Au moment de l’étude, 91 % des revenus du CIO venaient de la télévision et des commandites, un modèle fort similaire à celui des ligues sportives professionnelles, de la LNH à la NFL. Le CIO est ainsi bien différent de la majorité des organisations sans but lucratif qui fonctionnent plutôt sur le principe du don monétaire.

L’étude montre également que les ligues professionnelles distribuent de 40 % à 60 % de leurs revenus aux joueurs, tandis que les athlètes olympiques ne reçoivent que 4,1 % des revenus du CIO, soit 10 fois moins. Les athlètes obtiennent cet argent sous forme de bourses d’étude, de subventions ou de prix liés aux compétitions, sans que leurs montants puissent être négociés.

Le CIO et ceux qui lui sont affiliés sont réticents ou incapables de dédommager les athlètes. La négociation d’une convention collective changerait le visage du mouvement olympique, conclut le rapport.

Le CIO affirme quant à lui redistribuer 90 % des revenus générés par les Jeux olympiques pour aider les athlètes et le sport à se développer partout autour du monde. Ainsi, le CIO distribue chaque jour 3,4 millions de dollars pour aider les athlètes et les organisations sportives du monde entier.

L’étude affirme également que les athlètes seraient nettement mieux dédommagés si la règle 40 du CIO – qui restreint fortement leur capacité à engranger des revenus de commandites individuelles pendant les JO – était abolie. Pour maintenir cette règle en place, le CIO fait valoir depuis des années que ce sont les Jeux qui permettent aux athlètes de se mettre en valeur sur la plus grande scène du sport.

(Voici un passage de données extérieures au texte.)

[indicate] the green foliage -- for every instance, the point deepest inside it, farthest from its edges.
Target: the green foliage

L’étude montre également que l’argent des télédiffuseurs et des commanditaires est filtré par des centaines d’intermédiaires liés au mouvement olympique partout dans le monde et que seulement un faible pourcentage se rend jusqu’aux athlètes.

Ainsi, un athlète canadien dépensait 15 000 $ de plus qu’il n’en gagnait par année, en 2013-2014, selon l’étude.

Si le CIO est réellement contre les pratiques commerciales abusives envers les athlètes, il trouvera un moyen de les rémunérer. Sinon, ce sera au tour des athlètes de se prendre en charge, conclut le rapport.